Под Рождество домой приехала Сесилия. Оживленная, радостная, счастливая от того, что может побыть дома, с родными. Гростенсхольм сам как будто воспрянул ото сна и расцвел под ее влиянием. Праздник был в Линде-аллее: ведь дома гостил Тарье, прибывший из Тюбингена. Ему было легче навестить родных, чем Сесилии. Ибо дедушка Тенгель еще успел оплатить его обучение. Он не то чтобы оделил одного его, — нет, он не обидел и других наследников, но и Тенгель, и Силье понимали, что о Тарье следует позаботиться особо. Вот почему Тенгель не пожалел денег для своего одаренного внука. Кроме того, и Таральд, и Сесилия получали в наследство владения Мейденов, и поэтому не было ничего удивительного в том, что Тенгель уделил больше внимания семье Аре.
Итак, Тарье и Сесилия прибыли домой на Рождество, и все не могли нарадоваться, глядя на них.
10
Не успела Сесилия появиться в воротах Гростенсхольма, как все кинулись ей навстречу и засыпали вопросами.
— Позвольте мне хотя бы снять пальто? — радостно восклицала она.

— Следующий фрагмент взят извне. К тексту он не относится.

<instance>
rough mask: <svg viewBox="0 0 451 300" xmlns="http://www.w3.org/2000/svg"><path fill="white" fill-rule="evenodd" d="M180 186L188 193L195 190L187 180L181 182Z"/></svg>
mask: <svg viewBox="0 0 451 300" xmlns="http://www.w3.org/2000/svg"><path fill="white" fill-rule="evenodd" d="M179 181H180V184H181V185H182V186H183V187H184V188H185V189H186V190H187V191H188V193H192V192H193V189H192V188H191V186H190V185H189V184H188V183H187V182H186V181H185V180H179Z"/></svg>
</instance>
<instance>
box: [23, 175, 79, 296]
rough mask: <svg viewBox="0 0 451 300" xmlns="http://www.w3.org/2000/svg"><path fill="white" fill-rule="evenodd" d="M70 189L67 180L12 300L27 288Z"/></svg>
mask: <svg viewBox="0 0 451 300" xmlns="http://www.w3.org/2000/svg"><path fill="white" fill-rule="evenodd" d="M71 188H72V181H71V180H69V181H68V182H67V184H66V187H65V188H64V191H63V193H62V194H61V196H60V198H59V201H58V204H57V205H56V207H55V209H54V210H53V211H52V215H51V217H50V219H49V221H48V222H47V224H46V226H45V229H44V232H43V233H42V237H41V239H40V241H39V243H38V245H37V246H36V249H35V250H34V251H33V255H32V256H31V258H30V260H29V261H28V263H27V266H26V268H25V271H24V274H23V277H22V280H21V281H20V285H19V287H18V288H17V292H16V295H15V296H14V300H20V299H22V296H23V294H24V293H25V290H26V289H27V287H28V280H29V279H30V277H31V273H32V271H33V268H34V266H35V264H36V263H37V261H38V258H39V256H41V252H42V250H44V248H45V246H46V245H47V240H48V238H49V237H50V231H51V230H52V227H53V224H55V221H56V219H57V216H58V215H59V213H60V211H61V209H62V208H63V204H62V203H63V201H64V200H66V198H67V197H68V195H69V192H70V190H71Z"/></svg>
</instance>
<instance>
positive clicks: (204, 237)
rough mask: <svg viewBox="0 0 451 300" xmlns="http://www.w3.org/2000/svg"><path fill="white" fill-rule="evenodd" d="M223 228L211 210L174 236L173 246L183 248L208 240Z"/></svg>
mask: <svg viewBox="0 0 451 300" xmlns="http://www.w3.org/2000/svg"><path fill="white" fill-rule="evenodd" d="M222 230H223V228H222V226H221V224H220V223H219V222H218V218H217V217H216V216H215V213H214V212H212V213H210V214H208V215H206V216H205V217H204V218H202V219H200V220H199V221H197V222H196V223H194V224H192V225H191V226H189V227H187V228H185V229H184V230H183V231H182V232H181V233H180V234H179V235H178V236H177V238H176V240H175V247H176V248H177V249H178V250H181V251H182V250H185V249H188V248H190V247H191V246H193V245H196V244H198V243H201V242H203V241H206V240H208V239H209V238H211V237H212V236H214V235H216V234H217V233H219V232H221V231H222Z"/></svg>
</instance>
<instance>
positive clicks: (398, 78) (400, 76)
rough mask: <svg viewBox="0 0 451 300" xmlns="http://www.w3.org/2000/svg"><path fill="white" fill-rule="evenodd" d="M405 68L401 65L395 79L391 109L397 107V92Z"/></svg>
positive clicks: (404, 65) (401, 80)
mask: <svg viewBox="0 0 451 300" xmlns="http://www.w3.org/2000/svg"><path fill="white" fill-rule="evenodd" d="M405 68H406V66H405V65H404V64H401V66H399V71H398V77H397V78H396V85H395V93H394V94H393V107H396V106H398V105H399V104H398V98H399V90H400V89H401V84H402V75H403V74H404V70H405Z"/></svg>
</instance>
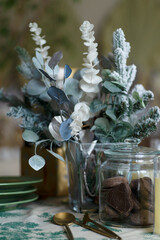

На ней было чудесное пальто, подбитое мехом. Лив, которая была занята по хозяйству, тоже кинулась в объятия дочери, приехавшей столь внезапно. Сесилия сама сняла пальто, никому не позволив помочь ей! Вот еще, они могут посадить на него пятно!
— Как же хорошо вновь оказаться дома! Как здесь все хорошо! Милая мама, я должна вас всех обнять… Ой, нет, я сейчас расплачусь, я не должна плакать, я обещала себе это… О, папа, как я рада видеть тебя!
Она бросилась на шею Дагу и грустно подумала о том, что некоторых домочадцев она уже не увидит никогда. Шарлотта, Якоб, Суннива… А из Линде-аллее — самые главные, Тенгель и Силье.
Пока Сесилия обнималась с родственниками, прошло некоторое время, и только позже мать смогла поговорить с дочерью наедине.